Anthropic’s Early Interest: They were first to offer government-specific service but negotiations over contract terms broke down regarding mass surveillance and autonomous warfare usage restrictions.
Lack of Alignment: Pentagon struggled with Anthropic’s approach of “going by exception,” wanting case-by-case usage limits, which was unworkable at scale.
Marketing vs. Reality: Emil claims Anthropic’s opposition to “autonomous warfare” was more marketing than aligned with true Pentagon intentions; human oversight is already policy.
Why Ban, Not Just Part Ways: Anthropic’s reluctance to guarantee alignment with Pentagon values introduces risk because downstream integration (e.g., within weapons contractors) could affect U.S. security capabilities unpredictably.
Losing Leading Tools?: Alex raises that this could exclude powerful tools (e.g., Anthropic’s Mythos cyber model). Emil responds the exclusion is justified if a partner’s values and mission don't fundamentally align, and that alternatives are catching up quickly.

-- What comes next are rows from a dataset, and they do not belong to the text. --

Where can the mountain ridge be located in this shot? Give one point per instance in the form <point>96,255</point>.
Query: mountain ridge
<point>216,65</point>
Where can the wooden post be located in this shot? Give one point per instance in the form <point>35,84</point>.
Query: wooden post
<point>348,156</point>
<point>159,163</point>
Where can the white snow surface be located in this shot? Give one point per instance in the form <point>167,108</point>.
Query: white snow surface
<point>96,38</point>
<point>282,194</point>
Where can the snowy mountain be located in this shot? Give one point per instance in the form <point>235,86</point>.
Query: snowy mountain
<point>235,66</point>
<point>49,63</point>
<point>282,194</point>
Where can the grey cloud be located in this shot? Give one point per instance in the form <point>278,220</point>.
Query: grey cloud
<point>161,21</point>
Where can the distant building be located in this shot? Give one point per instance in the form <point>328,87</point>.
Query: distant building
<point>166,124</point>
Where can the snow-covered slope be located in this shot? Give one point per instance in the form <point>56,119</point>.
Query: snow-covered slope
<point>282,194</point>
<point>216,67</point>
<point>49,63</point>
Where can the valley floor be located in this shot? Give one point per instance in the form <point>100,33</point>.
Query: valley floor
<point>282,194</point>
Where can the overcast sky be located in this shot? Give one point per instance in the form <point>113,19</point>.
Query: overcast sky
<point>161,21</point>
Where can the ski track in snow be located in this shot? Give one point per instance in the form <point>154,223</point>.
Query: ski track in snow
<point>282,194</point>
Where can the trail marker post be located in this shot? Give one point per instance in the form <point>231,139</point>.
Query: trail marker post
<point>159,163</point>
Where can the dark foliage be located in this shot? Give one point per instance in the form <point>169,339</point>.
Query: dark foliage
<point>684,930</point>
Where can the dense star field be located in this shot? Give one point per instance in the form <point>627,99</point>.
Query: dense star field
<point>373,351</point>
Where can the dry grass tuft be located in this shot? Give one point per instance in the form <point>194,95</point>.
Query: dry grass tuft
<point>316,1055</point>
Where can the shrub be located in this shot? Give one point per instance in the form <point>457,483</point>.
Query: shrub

Rarity of Ban: On why “supply chain risk” is used rarely, Emil says apocalyptic claims about model power demand more scrutiny, given potential for catastrophic misuse.
This episode offers a rare view into how the Pentagon approaches AI—prizing human oversight and precise, efficient decision-making while managing the inherent risks of partnering with fast-moving, values-driven tech firms. Emil Michael’s candor provides essential clarity for listeners on both the promise and the complexity of military AI integration, especially in a volatile geopolitical climate.
For listeners seeking an insider perspective on the Pentagon’s evolving relationship with artificial intelligence, its thinking on autonomous systems, and the real story behind the Anthropic controversy, this episode is essential.